Valerie Monague, qui se qualifie elle-même de « fille des îles », est directrice de la santé pour la Première nation Beausoleil, une communauté insulaire à demi-isolée, située sur l’île Christian, dans la partie sud de la baie Georgienne. Aveugle au sens de la loi depuis la naissance, Valerie a toujours cru dans le potentiel inexploité des personnes ayant divers handicaps.

Comptant à son actif plus de 20 années d’expérience en développement communautaire et en élaboration de politiques sociales à l’échelon local, régional et provincial, Valerie lutte depuis longtemps en faveur de lois et de politiques efficaces qui pourraient encourager les particuliers, les familles et les communautés à trouver leurs propres solutions aux problèmes et défis auxquels ils sont confrontés.

La carrière de Valerie inclut de nombreuses expériences enrichissantes dans le domaine du développement social, y compris les services de garde d’enfants, la protection de l’enfance, l’aide sociale, les personnes handicapées, la violence familiale et les soins prodigués aux adultes. Elle a eu l’occasion de travailler dans ces domaines tout d’abord comme travailleuse de première ligne puis, plus tard, d’élargir son rayon d’action auprès de plusieurs organismes provinciaux des Premières nations et en tant que chef élue de sa communauté.

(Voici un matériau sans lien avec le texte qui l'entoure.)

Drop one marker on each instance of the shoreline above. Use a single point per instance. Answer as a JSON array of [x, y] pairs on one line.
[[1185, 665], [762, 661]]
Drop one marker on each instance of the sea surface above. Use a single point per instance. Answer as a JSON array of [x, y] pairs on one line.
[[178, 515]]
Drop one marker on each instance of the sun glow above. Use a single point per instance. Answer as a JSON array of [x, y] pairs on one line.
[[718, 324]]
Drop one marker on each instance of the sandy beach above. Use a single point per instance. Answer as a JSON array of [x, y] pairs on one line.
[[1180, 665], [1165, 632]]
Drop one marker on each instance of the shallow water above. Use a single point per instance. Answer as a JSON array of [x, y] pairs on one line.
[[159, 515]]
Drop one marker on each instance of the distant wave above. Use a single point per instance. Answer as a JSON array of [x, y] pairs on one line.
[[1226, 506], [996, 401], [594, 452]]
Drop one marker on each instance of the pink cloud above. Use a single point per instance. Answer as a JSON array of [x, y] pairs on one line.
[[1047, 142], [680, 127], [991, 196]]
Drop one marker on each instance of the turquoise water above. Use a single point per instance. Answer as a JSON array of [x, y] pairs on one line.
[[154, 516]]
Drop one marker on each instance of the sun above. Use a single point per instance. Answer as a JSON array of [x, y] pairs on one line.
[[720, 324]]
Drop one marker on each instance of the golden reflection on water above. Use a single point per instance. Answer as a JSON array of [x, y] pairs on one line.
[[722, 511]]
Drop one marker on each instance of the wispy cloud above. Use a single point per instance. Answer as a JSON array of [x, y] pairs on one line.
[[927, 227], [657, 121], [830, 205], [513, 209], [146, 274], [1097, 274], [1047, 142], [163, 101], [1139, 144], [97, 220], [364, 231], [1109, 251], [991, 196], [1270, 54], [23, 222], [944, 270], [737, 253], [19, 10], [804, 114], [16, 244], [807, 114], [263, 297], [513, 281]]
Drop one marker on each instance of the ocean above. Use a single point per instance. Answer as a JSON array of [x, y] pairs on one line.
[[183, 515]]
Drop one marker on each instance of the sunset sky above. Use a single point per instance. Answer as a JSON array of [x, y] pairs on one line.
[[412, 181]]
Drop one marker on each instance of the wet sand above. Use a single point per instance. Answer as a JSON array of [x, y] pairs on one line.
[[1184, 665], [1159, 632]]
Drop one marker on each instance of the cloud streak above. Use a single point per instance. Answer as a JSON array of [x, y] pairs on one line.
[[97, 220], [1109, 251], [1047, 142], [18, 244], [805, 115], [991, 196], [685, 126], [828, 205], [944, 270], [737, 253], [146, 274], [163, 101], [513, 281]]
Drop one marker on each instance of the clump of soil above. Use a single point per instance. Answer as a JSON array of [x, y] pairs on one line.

Connaissant bien les processus fédéraux et provinciaux s’appliquant aux Premières nations et les enjeux socio-économiques et de santé auxquels de nombreuses communautés font face, Valerie a recours à ses compétences extraordinaires de chercheuse chevronnée et à ses convictions profondes dans la vision du monde autochtone pour faire progresser les idées qui favorisent l’adoption d’une approche équilibrée au plan de la santé optimale, du bien-être et de la croissance personnelle. À l’heure actuelle, Valerie termine une maîtrise en travail social à l’Université Wilfred Laurier.